/hyperstate

Opinionated library for managing hyperparameters and mutable state of machine learning training systems.

Primary LanguagePythonApache License 2.0Apache-2.0

HyperState

PyPI

Opinionated library for managing hyperparameter configs and mutable program state of machine learning training systems.

Key Features:

  • (De)serialize nested Python dataclasses as Rusty Object Notation
  • Override any config value from the command line
  • Automatic checkpointing and restoration of full program state
  • Checkpoints are (partially) human readable and can be modified in a text editor
  • Powerful tools for versioning and schema evolution that can detect breaking changes and make it easy to restructure your program while remaining backwards compatible with old checkpoints
  • Large binary objects in checkpoints can be loaded lazily only when accessed
  • DSL for hyperparameter schedules
  • (planned) Edit hyperparameters of running experiments on the fly without restarts
  • (planned) Usable without fermented vegetables

Quick start guide

All you need to use HyperState is a (nested) dataclass for your hyperparameters:

from dataclasses import dataclass


@dataclass
class OptimizerConfig:
    lr: float = 0.003
    batch_size: int = 512


@dataclass
class NetConfig:
    hidden_size: int = 128
    num_layers: int = 2


@dataclass
class Config:
    optimizer: OptimizerConfig
    net: NetConfig
    steps: int = 100

The hyperstate.load function can load values from a config file and/or apply specific overrides from the command line.

import argparse
import hyperstate

if __name__ == "__main__":
    parser = argparse.ArgumentParser()
    parser.add_argument("--config", type=str, default=None, help="Path to config file")
    parser.add_argument("--hps", nargs="+", help="Override hyperparameter value")
    args = parser.parse_args()
    config = hyperstate.load(Config, path=args.config, overrides=args.hps)
    print(config)
$ python main.py --hps net.num_layers=96 steps=50
Config(optimizer=OptimizerConfig(lr=0.003, batch_size=512), net=NetConfig(hidden_size=128, num_layers=96), steps=50)
$ cat config.ron
Config(
    optimizer: (
        lr: 0.05,
        batch_size: 4096,
    ),
)
$ python main.py --config=config.ron
Config(optimizer=OptimizerConfig(lr=0.05, batch_size=4096), net=NetConfig(hidden_size=128, num_layers=2), steps=100)

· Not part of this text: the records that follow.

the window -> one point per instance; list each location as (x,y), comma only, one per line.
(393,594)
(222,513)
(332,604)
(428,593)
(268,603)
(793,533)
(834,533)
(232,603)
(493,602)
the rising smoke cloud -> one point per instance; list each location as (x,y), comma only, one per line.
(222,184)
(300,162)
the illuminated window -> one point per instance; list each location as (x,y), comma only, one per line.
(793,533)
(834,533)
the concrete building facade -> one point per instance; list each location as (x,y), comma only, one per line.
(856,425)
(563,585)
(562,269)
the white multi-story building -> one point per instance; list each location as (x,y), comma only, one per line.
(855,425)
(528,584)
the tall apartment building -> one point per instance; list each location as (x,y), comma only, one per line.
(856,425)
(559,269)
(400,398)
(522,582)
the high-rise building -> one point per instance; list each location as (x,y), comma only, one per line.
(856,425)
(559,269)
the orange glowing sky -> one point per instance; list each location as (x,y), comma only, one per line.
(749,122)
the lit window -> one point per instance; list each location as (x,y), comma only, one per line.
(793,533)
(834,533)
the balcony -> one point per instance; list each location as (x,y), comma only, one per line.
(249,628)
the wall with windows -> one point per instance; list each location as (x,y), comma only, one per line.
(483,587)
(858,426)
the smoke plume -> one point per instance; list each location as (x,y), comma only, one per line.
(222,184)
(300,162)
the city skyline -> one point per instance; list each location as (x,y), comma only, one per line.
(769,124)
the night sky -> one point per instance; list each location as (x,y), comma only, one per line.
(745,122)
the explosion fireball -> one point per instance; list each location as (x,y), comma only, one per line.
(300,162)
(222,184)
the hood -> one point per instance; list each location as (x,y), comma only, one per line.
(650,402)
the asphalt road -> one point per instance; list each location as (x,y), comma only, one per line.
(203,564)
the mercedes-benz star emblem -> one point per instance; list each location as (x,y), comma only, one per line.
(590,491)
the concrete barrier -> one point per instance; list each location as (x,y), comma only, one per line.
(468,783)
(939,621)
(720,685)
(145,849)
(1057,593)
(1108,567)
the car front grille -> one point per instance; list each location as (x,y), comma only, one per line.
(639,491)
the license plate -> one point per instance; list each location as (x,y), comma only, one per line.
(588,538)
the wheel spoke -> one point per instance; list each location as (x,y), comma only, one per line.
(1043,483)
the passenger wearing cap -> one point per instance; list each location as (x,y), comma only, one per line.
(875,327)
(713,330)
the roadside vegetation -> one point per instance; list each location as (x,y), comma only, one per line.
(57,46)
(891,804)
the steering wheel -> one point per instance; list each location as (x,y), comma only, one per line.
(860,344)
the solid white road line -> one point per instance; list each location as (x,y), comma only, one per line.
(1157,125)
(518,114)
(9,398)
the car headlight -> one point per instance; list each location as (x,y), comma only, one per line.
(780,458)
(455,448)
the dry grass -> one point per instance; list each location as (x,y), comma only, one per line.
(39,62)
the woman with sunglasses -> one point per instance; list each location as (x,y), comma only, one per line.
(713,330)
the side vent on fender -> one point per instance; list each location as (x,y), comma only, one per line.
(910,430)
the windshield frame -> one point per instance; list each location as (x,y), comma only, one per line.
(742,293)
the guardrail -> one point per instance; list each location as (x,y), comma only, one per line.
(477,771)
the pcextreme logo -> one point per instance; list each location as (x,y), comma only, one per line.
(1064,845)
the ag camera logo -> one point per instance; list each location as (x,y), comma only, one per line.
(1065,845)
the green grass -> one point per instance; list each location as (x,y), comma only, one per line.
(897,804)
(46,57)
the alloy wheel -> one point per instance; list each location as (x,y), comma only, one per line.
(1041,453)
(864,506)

The full code for this example can be found in examples/basic-config.

Learn more about:

Configs

HyperState supports a strictly typed subset of Python objects:

  • dataclasses
  • containers: Dict, List, Tuple, Optional
  • primitives: int, float, str, Enum
  • objects with custom serialization logic: hyperstate.Serializable

Use hyperstate.dump to serialize configs. The second argument to dump is a path to a file, and can be omitted to return the serialized config as a string instead of saving it to a file:

>>> print(hyperstate.dump(Config(lr=0.1, batch_size=256))
Config(
    lr: 0.1,
    batch_size: 256,
)

Use hyperstate.load to deserialize configs. The load method takes the type of the config as the first argugment, and allows you to optionally specify the path to a config file and/or a List[str] of overrides:

@dataclass
class OptimizerConfig:
    lr: float
    batch_size: int

@dataclass
class Config:
    optimzer: OptimizerConfig
    steps: int


config = hyperstate.load(Config, path="config.ron", overrides=["optimizer.lr=0.1", "steps=100"])

Versioning

Versioning allows you to modify your Config class while still remaining compatible with checkpoints recorded at previous version. To benefit from versionining, your config must inherit hyperstate.Versioned and implement its version function:

@dataclass
class Config(hyperstate.Versioned):
    lr: float
    batch_size: int
    
    @classmethod
    def version(clz) -> int:
        return 0

When serializing the config, hyperstate will now record an additional version field with the value of the current version. Any snapshots that contain configs without a version field are assumed to have a version of 0.

RewriteRule

Now suppose you modify your Config class, e.g. by renaming the lr field to learning_rate. To still be able to load old configs that are using lr instead of learning_rate, you increase the version to 1 and add an entry to the dictionary returned by upgrade_rules that tells HyperState to change lr to learning_rate when upgrading configs from version 0.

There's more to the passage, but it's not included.